El petróleo abrió la semana con una suba pronunciada después de que Estados Unidos e Irán profundizaran sus ataques cruzados por novena jornada consecutiva. El Brent llegó a trepar más de un 3% hasta los u$s90,95 por barril en las primeras operaciones del lunes, aunque luego moderó la ganancia y se ubicó en torno a los u$s88. El WTI siguió una trayectoria similar: avanzó cerca de un 3% hasta los u$s84 y luego retrocedió a u$s81.
El dato oficial: el INDEC informó una inflación de 1,9% para junio de 2026.
La preocupación central del mercado se concentra en el estrecho de Ormuz, por donde transita alrededor de una quinta parte del petróleo que consume el mundo. La reducción del tráfico marítimo y el encarecimiento de los seguros alimentan los temores sobre una eventual interrupción del suministro global. Desde ING advirtieron que, si la escalada continúa, el mercado podría enfrentar restricciones adicionales sobre la oferta de crudo. Capital Economics, por su parte, señaló que un conflicto prolongado podría trasladarse con mayor intensidad a los mercados financieros y a las expectativas de inflación.

No todos los analistas comparten el mismo nivel de alarma. En Bankinter sostienen que, mientras el Brent se mantenga por debajo de los u$s100 por barril, el efecto sobre la inflación global seguiría siendo limitado. Las acciones europeas cotizaban a la baja el lunes, en línea con el clima de cautela que domina las principales plazas.
La prueba de las tecnológicas
El frente geopolítico no es el único foco de atención. Esta semana arranca una temporada de balances corporativos que los inversores consideran determinante para el sector tecnológico. Alphabet y Tesla presentarán sus resultados el miércoles; Intel lo hará el jueves. La pregunta que organiza las expectativas es si las fuertes inversiones en inteligencia artificial empiezan a traducirse en un crecimiento sostenido de ingresos.
Alphabet es la compañía más observada, según los analistas. Un crecimiento sólido en sus negocios de nube e inteligencia artificial podría dar impulso al sector; cifras por debajo de las expectativas, en cambio, podrían profundizar la reciente toma de ganancias. El Nasdaq cerró la semana pasada con una caída cercana al 4%, mientras que el índice de semiconductores de Filadelfia acumuló un retroceso del 10%.
A ese telón de fondo se suma la presión competitiva desde China. El reciente lanzamiento del modelo Kimi K3, desarrollado por la empresa Moonshot AI, volvió a despertar inquietud entre los inversores. Según analistas de Swissquote, los modelos chinos —más económicos y de código abierto— podrían obligar a las compañías estadounidenses a reducir precios para mantener participación de mercado, comprimiendo los márgenes que sostienen sus valuaciones actuales. OpenAI cotiza implícitamente a unas 34 veces sus ingresos anuales; Anthropic, a aproximadamente 21 veces. Los especialistas advierten que una corrección en estas empresas podría extenderse a fabricantes de chips, proveedores de infraestructura en la nube, operadores de centros de datos y entidades financieras vinculadas al sector.

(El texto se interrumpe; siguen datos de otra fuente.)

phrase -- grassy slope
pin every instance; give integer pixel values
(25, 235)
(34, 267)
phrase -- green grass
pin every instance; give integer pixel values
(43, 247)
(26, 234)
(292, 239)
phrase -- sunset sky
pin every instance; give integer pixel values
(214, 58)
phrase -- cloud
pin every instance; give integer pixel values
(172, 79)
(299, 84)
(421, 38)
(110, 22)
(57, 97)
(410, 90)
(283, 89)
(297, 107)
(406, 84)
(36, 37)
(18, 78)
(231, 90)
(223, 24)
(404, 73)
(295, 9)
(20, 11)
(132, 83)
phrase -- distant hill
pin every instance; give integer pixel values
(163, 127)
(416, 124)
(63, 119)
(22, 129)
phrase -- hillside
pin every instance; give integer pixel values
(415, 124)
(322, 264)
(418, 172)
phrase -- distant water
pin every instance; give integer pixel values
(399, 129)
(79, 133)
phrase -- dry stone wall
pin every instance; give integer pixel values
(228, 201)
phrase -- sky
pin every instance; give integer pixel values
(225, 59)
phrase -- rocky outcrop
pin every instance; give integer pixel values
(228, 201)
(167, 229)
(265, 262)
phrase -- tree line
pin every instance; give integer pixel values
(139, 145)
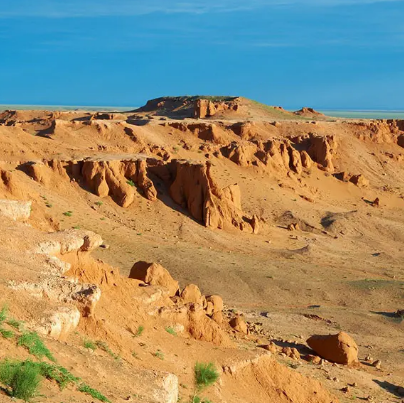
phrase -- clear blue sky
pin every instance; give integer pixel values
(319, 53)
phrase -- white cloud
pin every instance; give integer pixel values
(98, 8)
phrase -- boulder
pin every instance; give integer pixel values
(340, 348)
(191, 293)
(359, 180)
(154, 274)
(239, 325)
(217, 303)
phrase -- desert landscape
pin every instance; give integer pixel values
(144, 251)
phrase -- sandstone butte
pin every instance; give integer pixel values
(211, 230)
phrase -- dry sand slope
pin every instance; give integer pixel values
(295, 219)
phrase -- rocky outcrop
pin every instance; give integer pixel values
(204, 108)
(104, 177)
(204, 131)
(154, 274)
(194, 188)
(321, 150)
(340, 348)
(358, 180)
(15, 209)
(308, 112)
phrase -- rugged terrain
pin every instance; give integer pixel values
(294, 219)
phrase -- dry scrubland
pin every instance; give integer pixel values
(189, 250)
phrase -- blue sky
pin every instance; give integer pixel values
(319, 53)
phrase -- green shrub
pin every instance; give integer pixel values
(16, 324)
(57, 373)
(22, 379)
(33, 343)
(92, 392)
(205, 375)
(7, 334)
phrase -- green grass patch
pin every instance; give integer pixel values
(22, 379)
(205, 375)
(90, 344)
(16, 324)
(7, 334)
(171, 330)
(104, 347)
(34, 344)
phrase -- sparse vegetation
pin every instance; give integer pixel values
(159, 354)
(205, 375)
(104, 347)
(7, 334)
(16, 324)
(33, 343)
(90, 345)
(22, 379)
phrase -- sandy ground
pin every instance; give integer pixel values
(341, 270)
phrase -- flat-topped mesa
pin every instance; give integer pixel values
(206, 108)
(194, 188)
(308, 112)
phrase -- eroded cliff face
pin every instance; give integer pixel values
(194, 188)
(190, 184)
(205, 108)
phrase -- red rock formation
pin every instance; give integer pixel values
(340, 348)
(195, 189)
(321, 150)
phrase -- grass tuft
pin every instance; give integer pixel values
(84, 388)
(90, 344)
(16, 324)
(33, 343)
(21, 378)
(7, 334)
(205, 375)
(104, 347)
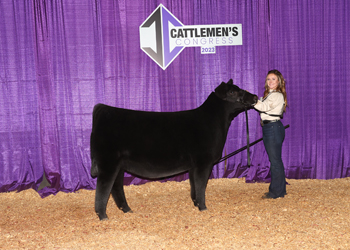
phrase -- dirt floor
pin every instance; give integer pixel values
(314, 215)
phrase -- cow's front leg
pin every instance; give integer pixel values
(201, 177)
(103, 190)
(118, 193)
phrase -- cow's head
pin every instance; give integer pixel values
(232, 93)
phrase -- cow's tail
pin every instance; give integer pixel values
(94, 168)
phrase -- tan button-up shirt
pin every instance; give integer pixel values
(272, 104)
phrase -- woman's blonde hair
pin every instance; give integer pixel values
(280, 88)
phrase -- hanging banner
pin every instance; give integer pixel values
(163, 36)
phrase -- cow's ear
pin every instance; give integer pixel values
(221, 90)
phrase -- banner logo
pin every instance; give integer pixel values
(163, 36)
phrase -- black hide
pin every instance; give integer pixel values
(156, 145)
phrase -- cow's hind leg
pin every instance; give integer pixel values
(200, 179)
(103, 189)
(193, 187)
(118, 193)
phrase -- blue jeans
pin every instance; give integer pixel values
(273, 136)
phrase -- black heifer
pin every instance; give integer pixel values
(161, 144)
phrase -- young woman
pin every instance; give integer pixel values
(271, 108)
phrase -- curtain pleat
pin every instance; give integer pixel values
(60, 58)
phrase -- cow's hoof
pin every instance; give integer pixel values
(102, 217)
(126, 210)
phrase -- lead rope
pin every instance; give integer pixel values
(248, 153)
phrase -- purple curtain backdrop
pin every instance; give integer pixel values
(59, 58)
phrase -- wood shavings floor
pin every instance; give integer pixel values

Durante la semana también se conocerán las solicitudes semanales de subsidio por desempleo en Estados Unidos y los índices PMI de manufactura y servicios de julio. Hacia el final de la semana, el Banco Central Europeo celebrará su reunión de política monetaria: se espera de manera generalizada que deje las tasas sin cambios, aunque los participantes del mercado estarán atentos a cualquier señal sobre la trayectoria futura, en un contexto donde la suba del petróleo agrega presión inflacionaria.
Con el precio del crudo nuevamente en zona de tensión y los balances tecnológicos como vara para medir la rentabilidad real del boom de inteligencia artificial, los próximos días concentrarán buena parte de las definiciones sobre el apetito global por el riesgo.